Max yang sedang menjemur pakaian tersenyum senyum sendiri saat pandangan matanya bertemu dengan Allea yang kini sedang berjalan melewatinya dengan wajah cemberut
Allea jadi kesal karena ulah Max yang membuatnya kesiangan alhasil mereka membagi tugas Max mencuci dan menjemur pakaian sementara Allea meneruskan memasak setelah selesai sarapan mencuci piring
"Masih cemberut aja padahal gak kesiangan loh.. aku kan udah bantuin" ujar Max yang sedang memakai sepatu hendak berangkat sekolah
"Aku kesel aja kamu selalu lama, ngomongnya cuma bentar tapi bentar kamu tuh bisa jadi satu jam" gerutu Allea
"Coba kalo semalam kamu gak kabur" Jawab Max
"Kamu pasti akan buat aku begadang semalaman" sergah Allea membuat Max tertawa
"Ayo... " Max mengulurkan tangannya
Allea membuka gerbang dan Max mengeluarkan mobil mereka, saat Allea hendak masuk tetangga yang kebetulan lewat joging menyapa mereka
"Selamat pagi.. " ucapnya tersenyum ramah
"Selamat pagi.. " jawab Allea
"Tetangga baru ya? kalian kakak beradik? " tanyanya, Allea dan Max saling pandang lalu tersenyum
"Ahh.. kita jadi tetangga sekarang jangan sungkan untuk meminta bantuan" ucapnya
"Tentu saja, senang bertetangga dengan anda"
"Sampaikan salam saya pada orang tua kalian" ucapnya sebelum pergi
"Emang orang orang kaya mau bertetangga? " gumam Allea sambil masuk ke dalam mobilnya
"Tidak semua orang kaya menutup diri ada juga yang ramah mau bertetangga, sering ngobrol kalo ketemu di depan rumah atau main ke rumah satu sama lain" jawab Max
"Masa? bukannya orang kaya sibuk dan tidak peduli dengan tetangga? "
"Itu pemikiran dari mana? aneh banget, bunda aja sering kumpul di salah satu rumah tetangga atau gantian di rumah kita ngadain arisan atau sekedar minum teh"
"Ohh... "
"Kenapa Ohh doang? " tanya Max
"Tapi ayah gak pernah main ke rumah tetangga atau ada yang main ke rumah kita"

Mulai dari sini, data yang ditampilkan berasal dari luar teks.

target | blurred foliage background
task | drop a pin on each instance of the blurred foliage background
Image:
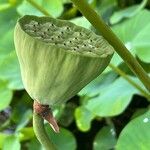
(112, 112)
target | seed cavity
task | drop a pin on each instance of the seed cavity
(66, 37)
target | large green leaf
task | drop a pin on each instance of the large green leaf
(136, 135)
(135, 33)
(11, 143)
(64, 140)
(105, 139)
(55, 8)
(113, 99)
(83, 118)
(127, 12)
(5, 95)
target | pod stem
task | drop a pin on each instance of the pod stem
(38, 124)
(119, 47)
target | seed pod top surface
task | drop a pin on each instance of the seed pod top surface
(57, 58)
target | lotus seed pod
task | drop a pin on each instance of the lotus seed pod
(58, 58)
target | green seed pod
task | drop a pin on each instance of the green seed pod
(58, 58)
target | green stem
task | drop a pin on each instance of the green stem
(134, 84)
(38, 126)
(107, 33)
(37, 6)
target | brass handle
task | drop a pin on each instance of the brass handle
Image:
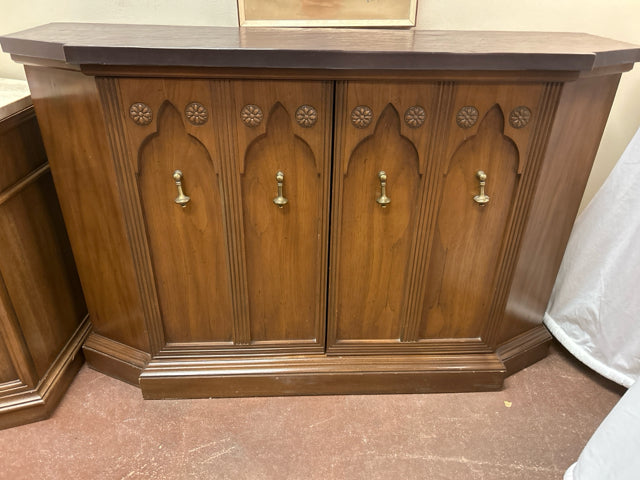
(280, 200)
(181, 199)
(481, 198)
(383, 200)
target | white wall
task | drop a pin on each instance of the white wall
(611, 18)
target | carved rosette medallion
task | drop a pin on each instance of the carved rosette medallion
(361, 116)
(306, 116)
(467, 116)
(141, 113)
(519, 117)
(414, 116)
(196, 113)
(251, 115)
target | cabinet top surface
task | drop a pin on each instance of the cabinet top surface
(154, 45)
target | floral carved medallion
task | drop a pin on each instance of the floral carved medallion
(306, 116)
(467, 117)
(361, 116)
(519, 117)
(414, 116)
(196, 113)
(141, 113)
(251, 115)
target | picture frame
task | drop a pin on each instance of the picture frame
(327, 13)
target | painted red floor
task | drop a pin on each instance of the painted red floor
(103, 429)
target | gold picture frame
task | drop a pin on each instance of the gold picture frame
(327, 13)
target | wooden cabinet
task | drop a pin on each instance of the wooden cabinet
(343, 218)
(42, 312)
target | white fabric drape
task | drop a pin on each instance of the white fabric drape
(594, 312)
(594, 309)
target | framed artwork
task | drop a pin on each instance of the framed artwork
(327, 13)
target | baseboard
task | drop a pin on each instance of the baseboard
(525, 349)
(33, 404)
(319, 375)
(114, 358)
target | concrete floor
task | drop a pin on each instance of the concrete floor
(103, 429)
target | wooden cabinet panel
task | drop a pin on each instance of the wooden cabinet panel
(283, 127)
(230, 268)
(39, 272)
(469, 236)
(43, 319)
(386, 128)
(23, 145)
(187, 244)
(7, 372)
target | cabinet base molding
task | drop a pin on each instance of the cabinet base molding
(320, 375)
(28, 405)
(525, 349)
(114, 358)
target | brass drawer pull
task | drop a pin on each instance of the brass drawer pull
(481, 198)
(181, 199)
(280, 200)
(383, 200)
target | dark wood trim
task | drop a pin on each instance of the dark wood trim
(320, 375)
(23, 183)
(114, 358)
(418, 76)
(336, 49)
(38, 403)
(17, 118)
(525, 349)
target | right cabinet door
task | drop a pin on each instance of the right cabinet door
(430, 194)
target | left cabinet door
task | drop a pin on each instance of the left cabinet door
(172, 188)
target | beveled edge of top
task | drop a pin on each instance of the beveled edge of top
(323, 48)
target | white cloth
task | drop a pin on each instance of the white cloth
(613, 452)
(594, 309)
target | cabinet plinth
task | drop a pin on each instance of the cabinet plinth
(249, 225)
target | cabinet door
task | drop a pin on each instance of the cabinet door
(279, 152)
(496, 132)
(383, 134)
(427, 271)
(171, 141)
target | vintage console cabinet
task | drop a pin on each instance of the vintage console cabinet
(43, 317)
(267, 212)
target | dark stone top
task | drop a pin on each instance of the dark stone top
(326, 48)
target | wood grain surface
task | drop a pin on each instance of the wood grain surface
(77, 43)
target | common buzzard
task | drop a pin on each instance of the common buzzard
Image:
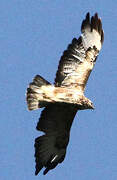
(65, 97)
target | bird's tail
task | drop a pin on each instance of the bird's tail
(34, 92)
(47, 154)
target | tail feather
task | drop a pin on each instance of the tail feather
(33, 91)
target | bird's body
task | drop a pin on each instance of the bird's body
(63, 99)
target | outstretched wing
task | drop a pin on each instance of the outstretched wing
(78, 60)
(73, 71)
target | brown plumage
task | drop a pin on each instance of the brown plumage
(63, 99)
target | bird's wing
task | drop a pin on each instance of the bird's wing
(50, 149)
(78, 60)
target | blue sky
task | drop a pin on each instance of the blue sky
(33, 35)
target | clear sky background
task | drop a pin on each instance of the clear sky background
(33, 36)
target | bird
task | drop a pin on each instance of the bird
(63, 99)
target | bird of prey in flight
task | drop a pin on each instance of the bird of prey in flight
(65, 97)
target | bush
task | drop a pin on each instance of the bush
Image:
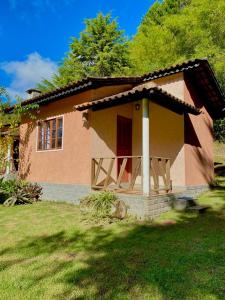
(99, 203)
(16, 191)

"Itu karena ayah kamu judes dan galak"
Bughh
"Mertua sendiri di katain" Jawab Allea
"Bukan ngatain itu kenyataan" gumam Max
Rumah baru Allea sama Max
...🥝🥝🥝🥝🥝🥝🥝🥝🥝...
Di rumah Gita sekarang Dito sedang ketar ketir istrinya kembali mengalami kontraksi dai bingung harus tetap tinggal atau pergi kesekolah karena masih ujian, meskipun ibu Gita sudah menyuruhnya agar pergi ke sekolah namun Dito masih enggan beranjak dari sisi istrinya
"Nak.. kamu sekolah aja, di rumah ada ibu kamu gak usah khawatir" ucap Ibu Gita
"Kalo Gita lahiran gimana bu? Dito mau di samping Gita saat Gita lahiran"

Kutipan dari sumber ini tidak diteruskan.